Dès lors, la musique semble considérablement changer de ton, s’obscurcissant radicalement tout en s’éloignant du côté léger et sautillant du début. La poursuite après la fuite de chez Fagin est accompagnée avec des cordes frénétiques et des petites percussions dans ‘The Escape from Fagin’ où règne là aussi une certaine noirceur qui semble annoncer un futur bien sombre pour le jeune Oliver. Cette idée se retrouve dans ‘Prelude to a Robbery’ où l’on retrouve le motif menaçant de Bill Sykes alors que les deux bandits préparent leur cambriolage en compagnie d’Oliver Twist. ‘The Robbery’ (scène du cambriolage) s’avère être l’un des morceaux les plus sombres du score de ‘Oliver Twist’, débouchant sur un nouveau passage orchestral tendu et agité. Dès lors, le thème de Sykes finit par hanter la partition, apportant un souffle de menace quasi maléfique sur tout cette seconde partie de la musique. A vrai dire, on avait rarement entendu Rachel Portman écrire une musique aussi sombre, preuve que la compositrice n’est pas seulement douée que pour les ambiances légères et sentimentales à la ‘Emma’. On appréciera par exemple la reprise lente et très mystérieuse du thème de Sykes par une clarinette sur un balancement de deux notes de cordes dans ‘Nancy’s Secret Journey’ (scène où Nancy rencontre en secret Mr.

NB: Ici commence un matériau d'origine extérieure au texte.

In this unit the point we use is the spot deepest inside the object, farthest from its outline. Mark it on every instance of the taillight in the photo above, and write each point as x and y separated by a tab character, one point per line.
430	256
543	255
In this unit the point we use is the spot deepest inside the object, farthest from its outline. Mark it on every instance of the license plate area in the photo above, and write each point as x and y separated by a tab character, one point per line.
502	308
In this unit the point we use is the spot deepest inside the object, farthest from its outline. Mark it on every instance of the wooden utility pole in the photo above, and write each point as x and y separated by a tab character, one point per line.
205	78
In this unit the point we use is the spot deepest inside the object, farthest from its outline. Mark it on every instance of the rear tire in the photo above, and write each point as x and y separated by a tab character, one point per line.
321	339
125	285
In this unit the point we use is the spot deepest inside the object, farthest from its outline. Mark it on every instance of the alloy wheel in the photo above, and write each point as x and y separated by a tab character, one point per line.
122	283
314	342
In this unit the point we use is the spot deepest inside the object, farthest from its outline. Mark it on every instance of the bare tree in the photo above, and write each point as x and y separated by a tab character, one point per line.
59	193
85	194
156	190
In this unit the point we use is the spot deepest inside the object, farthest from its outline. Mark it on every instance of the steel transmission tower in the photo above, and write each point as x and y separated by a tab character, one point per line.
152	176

Brownlow pour trahir Fagin et ses compagnons et tenter de sauver Oliver Twist). ‘The Murder’ confirme en tout cas l’orientation noire et quasi oppressante de cette seconde partie avec de nouvelles reprises de l’entêtant thème menaçant de Sykes. A noter la façon toujours très directe et extrêmement simple qu’a la compositrice de suggérer le côté dangereux et menaçant du personnage sans jamais user du moindre élément avant-gardiste si cher aux compositeurs contemporains, en dehors d’une brève montée de tension dissonante à la fin de ‘The Murder’ durant la scène du meurtre. Le thème culmine aux trombones dans ‘Wanted: Bill Sykes and a Fierce Dog’, véritable leitmotiv obsédant qui finit par devenir un peu caricatural à la longue mais qui apporte néanmoins un sentiment de danger assez intense à cette dernière partie du film (scène où Sykes est recherché par la police). La noirceur de la partition culmine dans ‘The Death of Bill Sykes’ pour la mort de Sykes, poursuivi par la police et une partie des habitants des rues voisines. La musique se veut ici plus dissonante, plus noire et agitée, avec une dernière série de reprises menaçantes du thème de Sykes.

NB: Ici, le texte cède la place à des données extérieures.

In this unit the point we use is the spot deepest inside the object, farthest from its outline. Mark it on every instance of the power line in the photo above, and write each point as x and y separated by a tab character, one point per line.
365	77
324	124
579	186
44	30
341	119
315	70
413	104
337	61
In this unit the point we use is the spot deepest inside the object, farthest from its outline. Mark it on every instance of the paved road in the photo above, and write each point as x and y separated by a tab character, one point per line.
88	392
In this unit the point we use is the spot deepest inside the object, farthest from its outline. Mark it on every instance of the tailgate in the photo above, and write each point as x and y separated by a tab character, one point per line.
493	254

La partition se veut finalement plus douce et attendrissante durant la scène finale, ‘Newgate Prison’, lorsque Oliver rend visite une dernière fois à Fagin en prison. La musique, totalement libérée du côté noir et du motif obsédant de Bill Sykes, devient ici plus chaleureuse, plus humaine, avec son mélange cordes/vents et ses harmonies plus poignantes. Il règne ici une mélancolie qui va droit au coeur, alors qu’Oliver fait ses adieux au vieux Fagin qui va être exécuté, et qui fut comme un père pour lui. La boucle est bouclée avec une nouvelle et dernière reprise du thème principal enjoué aux cordes en guise de coda. Les fans de Rachel Portman auront donc de quoi être pleinement satisfait avec cette nouvelle partition orchestrale portée par un classicisme d’écriture très sur et une sobriété de ton typique de la compositrice, qui refuse ici toute forme de complexité et de sophistication. La musique va droit à l’essentiel, sans prendre de détour, et ce côté souvent très direct risque autant de toucher les fans de Rachel Portman que de laisser de marbre ceux qui ne sont pas habitués à son style musical et ses musiques pour les comédies et mes drames intimistes. La musique de ‘Oliver Twist’ capture parfaitement le côté à la fois noir, léger et émouvant de l’histoire imaginée par Charles Dickens, entre l’engouement quasi naïf du thème d’Oliver Twist, la noirceur du motif de 4 notes de Bill Sykes ou l’ambiguïté de la mélodie associée à Fagin, figure paternel brillamment servie par l’interprétation de Ben Kingsley. Grâce à une série de thèmes convaincants et à une écriture toujours très claire, soignée et sans équivoque, la musique apporte une certaine émotion au film de Roman Polanski, bien que l’on regrettera le manque d’originalité et de surprise d’une partition somme toute très convenue et bien loin de certaines audaces musicales des précédents films du réalisateur. Reste que le score de ‘Oliver Twist’ est à conseiller en priorité aux fans de Rachel Portman!